"Geh wieder ans Buffet!" Reiner Calmund erntet Shitstorm nach Post an RB Leipzig

Leipzig - Zehn Jahre nach der Vereinsgründung und drei Jahre nach dem Aufstieg in die Fußball-Bundesliga hat sich RB Leipzig bereits zum drittsympathischsten Klub gemausert. Zu diesem Ergebnis kommt jedenfalls eine aktuelle Umfrage des Marktforschungsunternehmens Nielsen.

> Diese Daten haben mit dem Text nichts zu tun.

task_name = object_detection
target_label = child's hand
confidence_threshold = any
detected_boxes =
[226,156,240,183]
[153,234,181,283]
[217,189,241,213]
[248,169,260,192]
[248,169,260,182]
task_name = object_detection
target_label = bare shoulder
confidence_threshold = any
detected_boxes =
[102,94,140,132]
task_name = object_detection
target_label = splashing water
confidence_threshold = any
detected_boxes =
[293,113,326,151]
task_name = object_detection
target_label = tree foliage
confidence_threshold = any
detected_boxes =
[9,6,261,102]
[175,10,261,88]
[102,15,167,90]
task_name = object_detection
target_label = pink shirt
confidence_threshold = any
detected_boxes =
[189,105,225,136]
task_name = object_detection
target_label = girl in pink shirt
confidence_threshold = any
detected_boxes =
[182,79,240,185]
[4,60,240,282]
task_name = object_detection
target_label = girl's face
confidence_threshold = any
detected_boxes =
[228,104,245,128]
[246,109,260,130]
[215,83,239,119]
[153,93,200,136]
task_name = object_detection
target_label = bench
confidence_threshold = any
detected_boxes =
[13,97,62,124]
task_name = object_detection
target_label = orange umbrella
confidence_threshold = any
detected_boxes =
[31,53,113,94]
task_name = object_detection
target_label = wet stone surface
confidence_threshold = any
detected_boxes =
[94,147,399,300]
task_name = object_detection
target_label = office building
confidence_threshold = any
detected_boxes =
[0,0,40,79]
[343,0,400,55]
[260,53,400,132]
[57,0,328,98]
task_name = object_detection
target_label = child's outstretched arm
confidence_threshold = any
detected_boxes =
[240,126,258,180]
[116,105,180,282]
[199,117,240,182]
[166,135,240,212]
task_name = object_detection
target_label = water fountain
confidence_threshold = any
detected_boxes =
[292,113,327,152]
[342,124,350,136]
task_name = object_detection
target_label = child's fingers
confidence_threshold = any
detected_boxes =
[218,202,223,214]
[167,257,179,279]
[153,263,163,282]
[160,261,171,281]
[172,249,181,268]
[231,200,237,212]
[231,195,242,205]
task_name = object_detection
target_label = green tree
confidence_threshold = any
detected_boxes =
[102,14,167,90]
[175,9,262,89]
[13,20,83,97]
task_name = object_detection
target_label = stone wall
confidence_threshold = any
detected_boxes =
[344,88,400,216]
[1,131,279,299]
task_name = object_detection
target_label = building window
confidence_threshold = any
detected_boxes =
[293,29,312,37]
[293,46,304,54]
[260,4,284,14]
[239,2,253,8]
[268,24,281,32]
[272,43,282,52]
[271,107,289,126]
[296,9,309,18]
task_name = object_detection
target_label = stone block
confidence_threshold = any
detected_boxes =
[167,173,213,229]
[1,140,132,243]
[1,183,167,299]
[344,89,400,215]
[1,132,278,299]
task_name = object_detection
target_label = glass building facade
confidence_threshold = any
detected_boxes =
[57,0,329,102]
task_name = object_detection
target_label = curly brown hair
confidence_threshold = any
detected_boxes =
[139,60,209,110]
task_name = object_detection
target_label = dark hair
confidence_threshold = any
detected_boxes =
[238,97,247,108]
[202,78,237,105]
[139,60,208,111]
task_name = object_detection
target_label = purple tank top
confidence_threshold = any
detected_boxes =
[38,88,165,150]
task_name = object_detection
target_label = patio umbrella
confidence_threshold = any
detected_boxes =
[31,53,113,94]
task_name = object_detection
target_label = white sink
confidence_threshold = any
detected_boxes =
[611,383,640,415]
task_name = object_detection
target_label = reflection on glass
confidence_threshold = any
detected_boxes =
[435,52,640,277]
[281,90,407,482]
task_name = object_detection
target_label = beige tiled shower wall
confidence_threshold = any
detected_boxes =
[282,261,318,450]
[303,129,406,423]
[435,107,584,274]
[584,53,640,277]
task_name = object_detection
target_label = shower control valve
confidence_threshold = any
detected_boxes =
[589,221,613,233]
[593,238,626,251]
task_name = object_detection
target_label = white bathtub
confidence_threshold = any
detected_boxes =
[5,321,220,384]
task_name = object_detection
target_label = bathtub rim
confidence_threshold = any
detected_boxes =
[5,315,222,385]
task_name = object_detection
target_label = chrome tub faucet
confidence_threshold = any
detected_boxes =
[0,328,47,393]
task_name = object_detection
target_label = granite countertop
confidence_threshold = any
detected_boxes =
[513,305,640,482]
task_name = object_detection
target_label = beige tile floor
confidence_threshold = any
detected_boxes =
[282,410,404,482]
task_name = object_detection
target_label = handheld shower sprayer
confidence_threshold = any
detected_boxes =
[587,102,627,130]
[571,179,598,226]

Die Fans von RB Leipzig dürften sich freuen, denn die Sachsen sind laut einer aktuellen Umfrage der drittsympathischste Klub Deutschlands.
Die Fans von RB Leipzig dürften sich freuen, denn die Sachsen sind laut einer aktuellen Umfrage der drittsympathischste Klub Deutschlands.  © Picture Point/K. Dölitzsch

3,2 Prozent der Befragten im Alter zwischen 16 und 65 Jahren gaben an, dass sie mit dem Pokalfinalisten die größte Sympathie verbinden. Hochgerechnet auf die relevante Zielgruppe im Bundesgebiet würde das bedeuten, dass RB für etwa zwei Millionen Menschen der Lieblingsverein ist.

Angeführt wurde die Sympathie-Tabelle aber von Rekordmeister und -pokalsieger FC Bayern München (21,5 Prozent) und Borussia Dortmund (16,8). Mit deutlichem Abstand, allerdings vor Traditionsvereinen wie dem FC Schalke 04 oder Borussia Mönchengladbach landeten die Roten Bullen auf dem Bronze-Platz.

Fußballkenner Reiner Calmund (70) ließ sich nicht lumpen und gratulierte dem Champions-League-Teilnehmer kurzerhand via Twitter. "Liebe @DieRotenBullen", schrieb der ehemalige Bundesliga-Manager, "Glückwunsch zum 3. Pl. in der Buli Sympathie-Wertung! Wenn man berücksichtigt, dass ihr erst 2009 gestartet seid und in 10 Jahren bis zur Buli durchgestartet seid, dann verbeuge ich mich ganz tief vor eurem Klub, den Anhängern und Verantwortlichen."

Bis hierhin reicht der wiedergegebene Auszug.